Federal Reserve Chair Jerome Powell‘s Friday speech, in which he outlined his views on the economy and the dangers it faces, may offer important clues as to when the Fed will change its ultra-low interest rate policies.

The question is when the Fed will stop buying Treasury and mortgage bonds. Since March 2020’s pandemic, the Fed has been purchasing $120 billion worth of bonds every month to help keep long-term rates low and encourage spending. Since then, the Fed has kept its benchmark short-term interest rate close to zero.

Powell will speak Friday at the annual conference of academics and central bankers. For the second consecutive year, the conference sponsored by the Federal Reserve Bank of Kansas City will be held online only. The Fed was forced to cancel its in-person plans due to a surge of COVID-19-related cases close by the Wyoming resort.

Just a few weeks ago, many Fed officials were signaling that the economy was making solid progress toward the central bank’s twin goals of maximum employment and annual inflation at just above 2% for a sustained period. Several presidents of regional Federal Reserve Banks said they wanted to announce a reduction, or taper, of the bond purchases at the Fed’s next meeting in September.

However, economists are reducing their expectations for economic growth during the current quarter of July-September. Restaurant traffic has dropped slightly. Last week, Powell said it wasn’t yet clear what the delta strain’s impact on the economy would be.

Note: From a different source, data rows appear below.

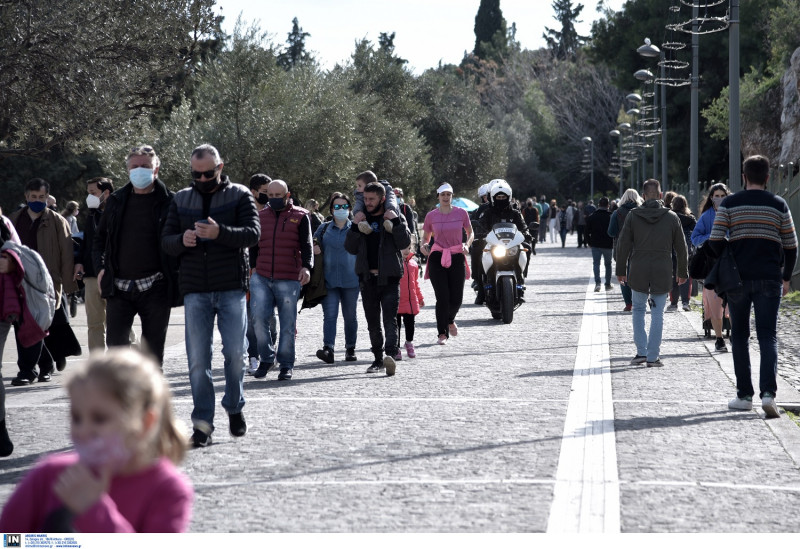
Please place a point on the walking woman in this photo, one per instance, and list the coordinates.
(341, 280)
(447, 268)
(712, 303)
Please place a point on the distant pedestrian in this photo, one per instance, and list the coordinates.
(763, 241)
(649, 236)
(601, 244)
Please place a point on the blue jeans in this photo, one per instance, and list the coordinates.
(765, 296)
(265, 295)
(348, 297)
(230, 308)
(648, 345)
(605, 253)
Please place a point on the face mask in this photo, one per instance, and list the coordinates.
(277, 204)
(103, 451)
(92, 202)
(36, 206)
(141, 177)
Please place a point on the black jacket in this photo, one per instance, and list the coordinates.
(389, 251)
(105, 246)
(220, 264)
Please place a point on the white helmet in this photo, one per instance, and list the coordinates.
(499, 186)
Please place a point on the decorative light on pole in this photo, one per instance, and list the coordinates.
(588, 141)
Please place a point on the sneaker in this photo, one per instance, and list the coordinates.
(737, 403)
(237, 424)
(389, 364)
(769, 406)
(325, 355)
(263, 369)
(200, 439)
(285, 374)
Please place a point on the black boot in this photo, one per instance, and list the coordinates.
(6, 446)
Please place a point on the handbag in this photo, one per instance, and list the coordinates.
(701, 263)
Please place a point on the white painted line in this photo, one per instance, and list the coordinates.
(586, 493)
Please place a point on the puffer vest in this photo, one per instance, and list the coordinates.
(279, 255)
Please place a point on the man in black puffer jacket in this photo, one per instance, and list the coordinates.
(210, 227)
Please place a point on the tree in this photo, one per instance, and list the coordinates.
(74, 69)
(491, 40)
(295, 52)
(565, 43)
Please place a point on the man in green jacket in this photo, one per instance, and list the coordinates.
(648, 237)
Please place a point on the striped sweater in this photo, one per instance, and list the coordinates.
(760, 232)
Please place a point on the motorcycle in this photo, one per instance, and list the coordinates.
(504, 259)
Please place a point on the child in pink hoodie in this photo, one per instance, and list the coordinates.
(410, 301)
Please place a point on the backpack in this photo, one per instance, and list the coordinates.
(40, 294)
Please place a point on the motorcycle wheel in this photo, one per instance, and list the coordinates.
(507, 299)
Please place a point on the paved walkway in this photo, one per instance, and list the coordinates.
(537, 426)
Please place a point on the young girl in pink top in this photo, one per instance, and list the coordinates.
(121, 477)
(410, 301)
(447, 267)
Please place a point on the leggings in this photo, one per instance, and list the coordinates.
(448, 286)
(409, 322)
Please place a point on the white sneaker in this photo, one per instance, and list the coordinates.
(740, 404)
(769, 406)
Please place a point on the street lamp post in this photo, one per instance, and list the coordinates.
(588, 141)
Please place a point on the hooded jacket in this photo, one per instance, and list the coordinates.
(648, 237)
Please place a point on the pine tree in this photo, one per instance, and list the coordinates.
(564, 44)
(491, 40)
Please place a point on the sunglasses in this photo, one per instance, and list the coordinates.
(208, 174)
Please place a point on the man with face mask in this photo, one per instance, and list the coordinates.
(48, 233)
(134, 276)
(210, 226)
(285, 260)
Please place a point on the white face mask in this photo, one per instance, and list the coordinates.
(92, 202)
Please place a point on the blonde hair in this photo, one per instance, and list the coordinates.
(135, 381)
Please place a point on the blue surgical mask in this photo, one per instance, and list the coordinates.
(141, 177)
(37, 206)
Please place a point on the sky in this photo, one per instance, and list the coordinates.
(427, 31)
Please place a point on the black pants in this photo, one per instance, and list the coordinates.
(448, 286)
(381, 302)
(153, 309)
(408, 320)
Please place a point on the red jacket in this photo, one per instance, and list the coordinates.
(410, 292)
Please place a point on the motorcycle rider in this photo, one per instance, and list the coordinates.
(502, 211)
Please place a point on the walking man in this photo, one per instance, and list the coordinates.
(210, 226)
(647, 239)
(763, 242)
(379, 266)
(601, 244)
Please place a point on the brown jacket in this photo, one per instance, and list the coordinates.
(54, 241)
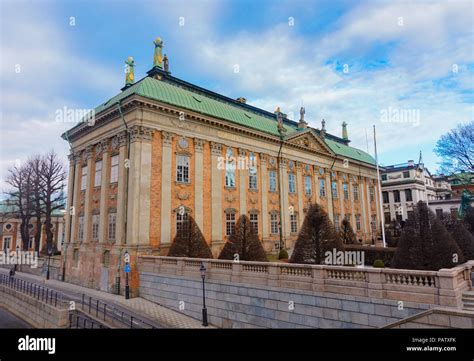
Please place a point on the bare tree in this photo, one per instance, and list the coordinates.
(52, 176)
(21, 198)
(456, 149)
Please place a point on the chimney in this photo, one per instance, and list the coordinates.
(129, 72)
(302, 123)
(322, 133)
(344, 131)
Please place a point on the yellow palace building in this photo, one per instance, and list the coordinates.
(163, 150)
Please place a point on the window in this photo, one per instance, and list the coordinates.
(182, 169)
(345, 188)
(356, 192)
(334, 189)
(114, 169)
(307, 185)
(252, 172)
(230, 169)
(322, 188)
(272, 175)
(84, 178)
(293, 223)
(230, 223)
(95, 227)
(112, 226)
(291, 183)
(80, 229)
(396, 196)
(337, 226)
(75, 257)
(182, 224)
(106, 259)
(254, 222)
(98, 173)
(7, 242)
(274, 223)
(439, 213)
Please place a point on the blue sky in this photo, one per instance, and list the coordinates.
(343, 60)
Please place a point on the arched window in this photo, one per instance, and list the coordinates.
(230, 168)
(252, 172)
(182, 224)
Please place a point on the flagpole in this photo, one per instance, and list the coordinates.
(380, 191)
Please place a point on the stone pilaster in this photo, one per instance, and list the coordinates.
(104, 182)
(283, 179)
(329, 194)
(120, 143)
(243, 184)
(264, 190)
(70, 192)
(199, 183)
(216, 193)
(166, 188)
(300, 191)
(87, 199)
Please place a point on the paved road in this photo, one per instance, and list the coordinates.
(8, 320)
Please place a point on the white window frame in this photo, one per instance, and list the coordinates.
(308, 188)
(293, 223)
(112, 227)
(229, 224)
(273, 180)
(274, 228)
(182, 168)
(84, 178)
(95, 226)
(322, 188)
(98, 173)
(114, 161)
(291, 183)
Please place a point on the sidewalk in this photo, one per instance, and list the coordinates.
(159, 314)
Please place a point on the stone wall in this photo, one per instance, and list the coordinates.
(252, 294)
(38, 314)
(438, 318)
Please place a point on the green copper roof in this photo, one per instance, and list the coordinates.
(168, 93)
(172, 94)
(349, 152)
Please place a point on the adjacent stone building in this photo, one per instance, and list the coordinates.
(164, 150)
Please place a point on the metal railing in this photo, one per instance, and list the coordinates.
(44, 294)
(76, 320)
(111, 314)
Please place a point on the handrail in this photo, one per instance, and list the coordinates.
(109, 312)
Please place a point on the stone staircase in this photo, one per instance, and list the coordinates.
(468, 300)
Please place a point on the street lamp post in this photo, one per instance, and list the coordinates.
(204, 309)
(50, 251)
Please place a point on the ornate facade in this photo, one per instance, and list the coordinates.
(164, 149)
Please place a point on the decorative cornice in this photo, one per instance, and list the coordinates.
(141, 134)
(216, 148)
(167, 138)
(198, 145)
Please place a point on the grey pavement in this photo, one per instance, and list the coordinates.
(158, 314)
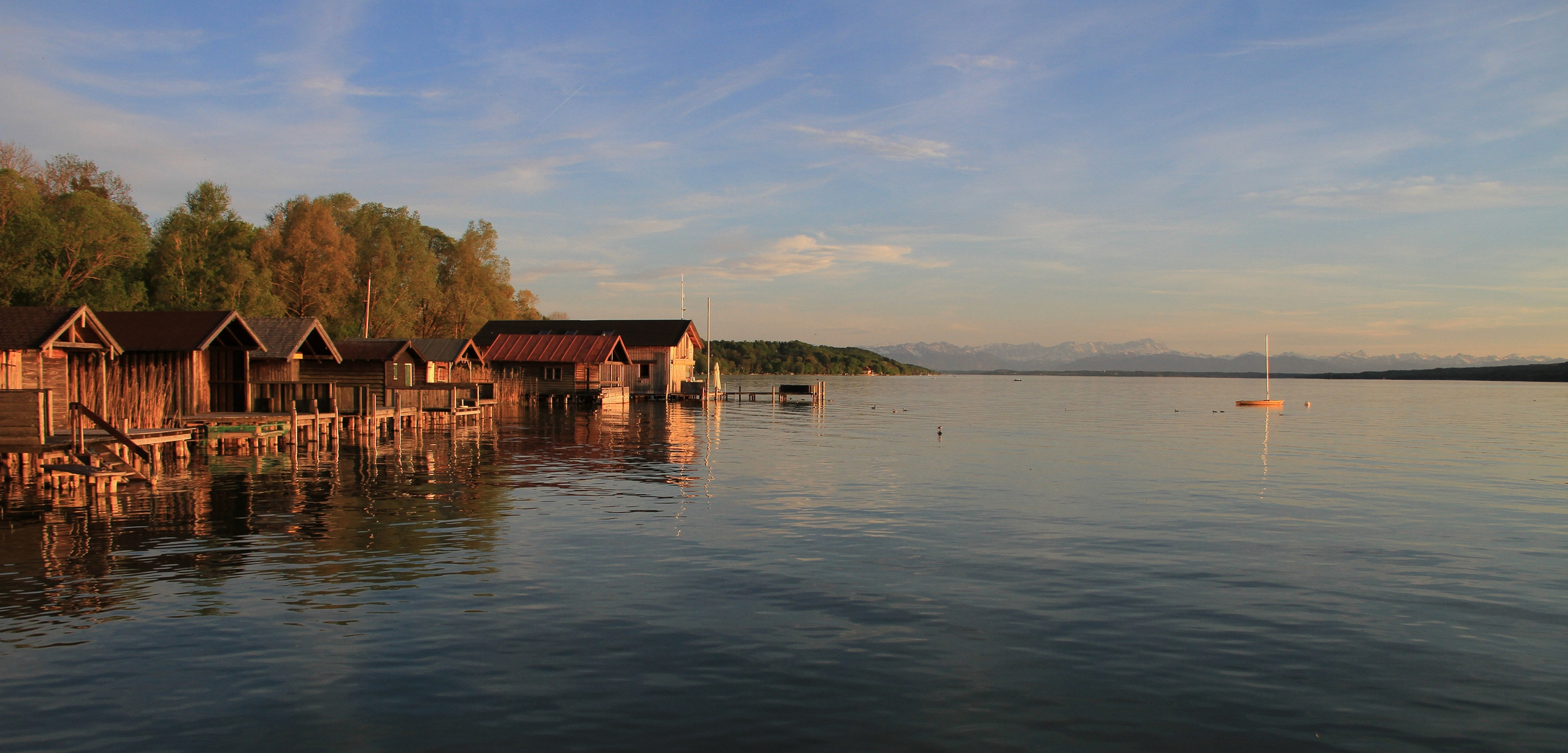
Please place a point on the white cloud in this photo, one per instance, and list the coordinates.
(802, 254)
(976, 61)
(888, 148)
(1415, 195)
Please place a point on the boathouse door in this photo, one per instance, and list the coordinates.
(228, 374)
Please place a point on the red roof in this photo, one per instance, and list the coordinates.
(179, 330)
(557, 349)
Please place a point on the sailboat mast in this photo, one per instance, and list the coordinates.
(709, 346)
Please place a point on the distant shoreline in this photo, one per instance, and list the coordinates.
(1528, 372)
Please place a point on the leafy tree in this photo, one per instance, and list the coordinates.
(394, 253)
(311, 262)
(526, 305)
(70, 233)
(475, 283)
(95, 254)
(201, 259)
(24, 233)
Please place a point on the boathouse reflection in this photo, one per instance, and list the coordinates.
(339, 515)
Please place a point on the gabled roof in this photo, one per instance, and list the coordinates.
(179, 330)
(449, 350)
(286, 336)
(635, 333)
(41, 327)
(375, 349)
(557, 349)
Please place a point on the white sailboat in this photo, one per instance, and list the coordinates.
(1268, 400)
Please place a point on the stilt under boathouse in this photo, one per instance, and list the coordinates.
(588, 369)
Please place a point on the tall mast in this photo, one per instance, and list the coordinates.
(709, 342)
(367, 306)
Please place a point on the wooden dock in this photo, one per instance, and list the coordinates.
(816, 393)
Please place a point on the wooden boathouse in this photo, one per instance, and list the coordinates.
(561, 367)
(452, 361)
(369, 379)
(55, 355)
(276, 385)
(61, 411)
(662, 350)
(457, 379)
(179, 365)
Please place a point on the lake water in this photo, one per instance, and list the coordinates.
(1076, 563)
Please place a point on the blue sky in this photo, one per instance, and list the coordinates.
(1341, 176)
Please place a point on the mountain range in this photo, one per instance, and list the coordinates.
(1148, 355)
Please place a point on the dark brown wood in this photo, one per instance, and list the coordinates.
(114, 432)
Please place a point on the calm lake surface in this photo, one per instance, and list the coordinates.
(1076, 563)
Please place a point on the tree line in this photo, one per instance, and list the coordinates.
(796, 356)
(73, 234)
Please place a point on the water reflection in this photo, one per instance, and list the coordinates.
(350, 515)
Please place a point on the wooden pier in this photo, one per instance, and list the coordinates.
(816, 393)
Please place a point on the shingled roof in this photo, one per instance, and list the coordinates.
(635, 333)
(557, 349)
(179, 330)
(449, 350)
(38, 327)
(286, 336)
(375, 349)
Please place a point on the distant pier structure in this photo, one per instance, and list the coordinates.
(816, 394)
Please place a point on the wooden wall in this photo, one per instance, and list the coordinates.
(275, 369)
(151, 390)
(22, 416)
(70, 374)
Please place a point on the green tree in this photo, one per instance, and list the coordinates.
(201, 259)
(95, 254)
(311, 261)
(475, 283)
(394, 253)
(70, 234)
(24, 233)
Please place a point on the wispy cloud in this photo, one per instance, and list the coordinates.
(1416, 195)
(977, 61)
(888, 148)
(802, 254)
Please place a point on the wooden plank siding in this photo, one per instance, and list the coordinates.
(68, 374)
(518, 381)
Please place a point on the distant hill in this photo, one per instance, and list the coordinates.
(1155, 356)
(796, 356)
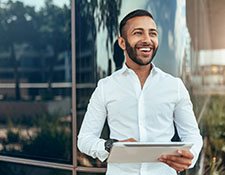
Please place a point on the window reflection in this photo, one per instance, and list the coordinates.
(35, 76)
(16, 169)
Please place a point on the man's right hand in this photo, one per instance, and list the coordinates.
(128, 140)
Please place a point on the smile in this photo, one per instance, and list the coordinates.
(145, 49)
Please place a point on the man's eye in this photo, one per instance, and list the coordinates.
(137, 33)
(153, 34)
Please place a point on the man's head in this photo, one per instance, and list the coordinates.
(139, 37)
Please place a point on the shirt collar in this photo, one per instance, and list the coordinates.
(125, 69)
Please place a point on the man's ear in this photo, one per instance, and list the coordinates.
(121, 43)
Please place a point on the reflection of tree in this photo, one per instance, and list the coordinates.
(91, 17)
(54, 31)
(43, 30)
(15, 28)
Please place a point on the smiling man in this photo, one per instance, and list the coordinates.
(141, 103)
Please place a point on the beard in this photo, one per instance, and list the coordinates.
(132, 53)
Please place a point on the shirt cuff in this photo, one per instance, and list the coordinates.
(102, 153)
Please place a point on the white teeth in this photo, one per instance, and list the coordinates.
(145, 49)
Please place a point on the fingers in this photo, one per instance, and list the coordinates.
(185, 153)
(179, 162)
(129, 140)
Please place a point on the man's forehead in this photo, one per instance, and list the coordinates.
(141, 22)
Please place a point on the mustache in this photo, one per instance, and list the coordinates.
(144, 44)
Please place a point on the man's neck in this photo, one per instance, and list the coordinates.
(141, 71)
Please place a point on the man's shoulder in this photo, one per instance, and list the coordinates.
(108, 80)
(166, 75)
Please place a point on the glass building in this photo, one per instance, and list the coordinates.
(52, 54)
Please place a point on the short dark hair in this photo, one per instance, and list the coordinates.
(135, 13)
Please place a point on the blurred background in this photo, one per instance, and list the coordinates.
(53, 52)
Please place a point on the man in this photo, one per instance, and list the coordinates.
(141, 103)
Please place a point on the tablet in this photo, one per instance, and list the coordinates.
(143, 152)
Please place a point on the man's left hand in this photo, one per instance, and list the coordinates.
(179, 162)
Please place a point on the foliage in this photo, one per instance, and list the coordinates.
(214, 132)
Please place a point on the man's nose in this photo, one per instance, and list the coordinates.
(147, 38)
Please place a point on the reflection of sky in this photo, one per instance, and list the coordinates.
(171, 20)
(212, 57)
(40, 3)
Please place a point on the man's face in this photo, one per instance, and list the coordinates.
(141, 40)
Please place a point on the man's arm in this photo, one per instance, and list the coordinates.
(89, 141)
(188, 131)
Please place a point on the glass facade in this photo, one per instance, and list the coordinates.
(17, 169)
(42, 103)
(35, 80)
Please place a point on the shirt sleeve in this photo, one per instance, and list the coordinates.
(186, 124)
(89, 141)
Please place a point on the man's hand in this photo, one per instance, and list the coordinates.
(179, 162)
(128, 140)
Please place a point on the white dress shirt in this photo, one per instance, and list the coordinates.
(146, 114)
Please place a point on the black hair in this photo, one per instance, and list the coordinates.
(133, 14)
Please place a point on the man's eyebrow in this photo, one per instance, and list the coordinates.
(153, 30)
(139, 28)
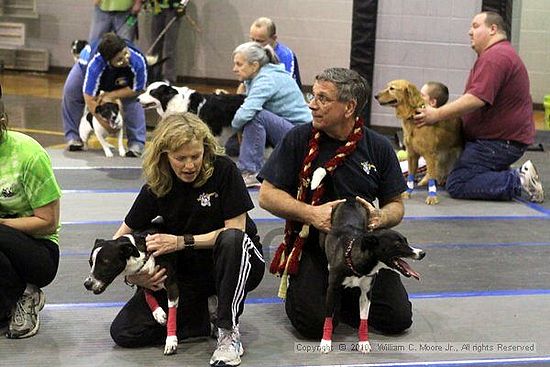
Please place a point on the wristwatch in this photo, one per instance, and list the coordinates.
(188, 241)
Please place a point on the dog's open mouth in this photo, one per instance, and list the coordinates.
(404, 268)
(392, 103)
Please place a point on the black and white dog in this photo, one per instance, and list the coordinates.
(217, 110)
(128, 255)
(110, 111)
(354, 257)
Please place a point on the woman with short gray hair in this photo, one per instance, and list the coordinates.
(273, 105)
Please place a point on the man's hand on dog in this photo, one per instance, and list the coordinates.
(375, 215)
(321, 215)
(153, 281)
(426, 116)
(161, 243)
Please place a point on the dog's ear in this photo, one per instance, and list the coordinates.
(369, 241)
(195, 100)
(128, 250)
(98, 242)
(99, 109)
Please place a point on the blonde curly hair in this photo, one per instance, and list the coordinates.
(170, 135)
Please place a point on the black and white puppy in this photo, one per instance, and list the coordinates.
(128, 255)
(354, 257)
(110, 111)
(216, 109)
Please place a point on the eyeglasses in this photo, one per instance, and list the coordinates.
(322, 100)
(121, 59)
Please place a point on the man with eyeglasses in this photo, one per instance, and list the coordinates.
(361, 164)
(114, 69)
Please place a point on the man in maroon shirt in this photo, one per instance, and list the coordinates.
(497, 114)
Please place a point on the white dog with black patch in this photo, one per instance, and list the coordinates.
(216, 109)
(112, 113)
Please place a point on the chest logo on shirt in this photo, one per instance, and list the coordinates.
(205, 198)
(368, 167)
(7, 192)
(121, 82)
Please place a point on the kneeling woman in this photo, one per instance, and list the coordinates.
(199, 193)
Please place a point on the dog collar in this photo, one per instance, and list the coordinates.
(199, 107)
(347, 257)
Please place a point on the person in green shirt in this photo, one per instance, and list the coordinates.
(118, 16)
(29, 230)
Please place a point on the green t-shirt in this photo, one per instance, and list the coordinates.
(116, 5)
(27, 181)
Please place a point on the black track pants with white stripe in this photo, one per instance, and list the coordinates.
(239, 267)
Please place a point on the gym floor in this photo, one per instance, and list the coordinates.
(482, 300)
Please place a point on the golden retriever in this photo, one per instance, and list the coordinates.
(440, 144)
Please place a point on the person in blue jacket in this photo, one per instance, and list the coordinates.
(264, 31)
(273, 105)
(116, 68)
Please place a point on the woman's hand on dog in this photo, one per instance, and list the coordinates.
(153, 281)
(375, 215)
(161, 243)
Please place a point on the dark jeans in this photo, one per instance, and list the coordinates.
(24, 259)
(483, 171)
(238, 269)
(390, 309)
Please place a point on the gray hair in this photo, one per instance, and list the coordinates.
(267, 23)
(349, 85)
(254, 52)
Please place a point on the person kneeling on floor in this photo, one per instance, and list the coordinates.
(119, 70)
(29, 230)
(200, 194)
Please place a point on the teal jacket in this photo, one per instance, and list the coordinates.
(274, 90)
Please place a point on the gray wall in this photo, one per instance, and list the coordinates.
(534, 45)
(419, 40)
(422, 40)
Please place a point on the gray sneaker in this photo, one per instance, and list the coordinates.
(229, 349)
(134, 150)
(530, 182)
(25, 321)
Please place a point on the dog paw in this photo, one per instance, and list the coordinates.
(364, 347)
(432, 200)
(325, 346)
(160, 316)
(171, 346)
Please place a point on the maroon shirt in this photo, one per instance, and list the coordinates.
(500, 79)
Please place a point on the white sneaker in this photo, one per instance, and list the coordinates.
(229, 349)
(24, 321)
(250, 179)
(530, 182)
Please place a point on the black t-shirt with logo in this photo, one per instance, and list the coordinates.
(372, 171)
(196, 210)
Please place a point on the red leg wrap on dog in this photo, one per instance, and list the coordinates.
(151, 301)
(172, 321)
(327, 329)
(363, 330)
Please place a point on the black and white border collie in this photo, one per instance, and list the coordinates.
(217, 110)
(354, 257)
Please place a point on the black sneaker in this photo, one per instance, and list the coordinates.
(25, 321)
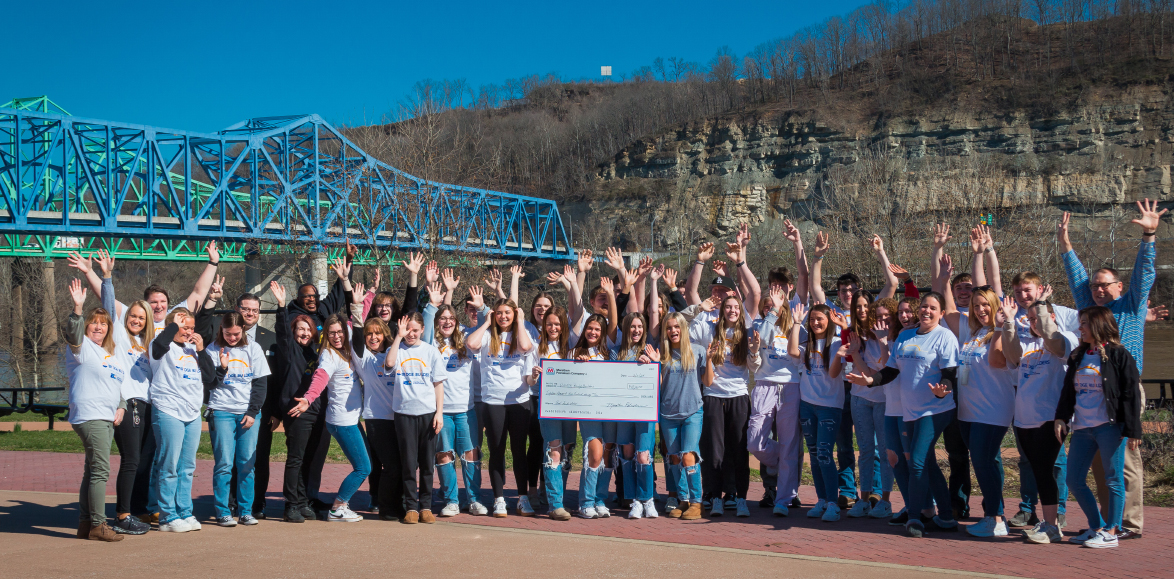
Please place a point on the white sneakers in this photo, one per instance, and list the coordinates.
(987, 527)
(817, 511)
(861, 509)
(831, 513)
(451, 510)
(882, 510)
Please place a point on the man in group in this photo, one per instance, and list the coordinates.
(1129, 309)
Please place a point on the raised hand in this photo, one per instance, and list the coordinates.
(1151, 217)
(940, 235)
(278, 293)
(585, 260)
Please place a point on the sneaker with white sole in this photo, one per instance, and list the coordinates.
(175, 526)
(831, 513)
(636, 511)
(817, 511)
(343, 514)
(861, 509)
(1102, 539)
(650, 509)
(1087, 533)
(524, 509)
(987, 527)
(882, 510)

He stressed that the pandemic was not over and was still “casting shadows on economic activity.”

Economists will be watching closely for clues Powell might provide about Fed’s intentions, as the economic picture is getting worse.

Economists believe it is more likely that the Fed will announce tapering in November, or later, due to the uncertainties caused by the delta variant. This would allow Fed officials two more months of data on inflation, jobs, and the impact of the delta variant.

Fed’s problems are not limited to the resurgence virus. Inflation has jumped 3.5% in June compared with a year earlier, the biggest such rise since 1991.

Inflation has increased pressure on Powell, Fed, and other central banks to reduce their stimulus programs. Powell has maintained his confidence that higher inflation would be temporary, even though it may persist for several months. Many Wall Street investors and economists agree. Some are actually more worried about the opposite problem: that inflation will fall too far below its current level.

Nevertheless, growth may slow. Next year, government stimulus will fade. There are no more government stimulus checks in the works, and a federal unemployment supplement of $300 per week is due to expire in just two weeks. Gaske pointed out that consumers have been reducing their spending on furniture and cars due to price increases, which in turn has reduced inflation pressures.

Inflation could be pulled below its target of 2% by any Fed policy change. This could happen in as little as a year.

Officials at the Fed expected more clarity about the economy and the job market in the early fall. As the pandemic receded, more Americans would go back to work instead of being afraid of the virus. The Fed could delay the moment when it can see the state of the labor market, as the fear of the delta variant could continue, the report said.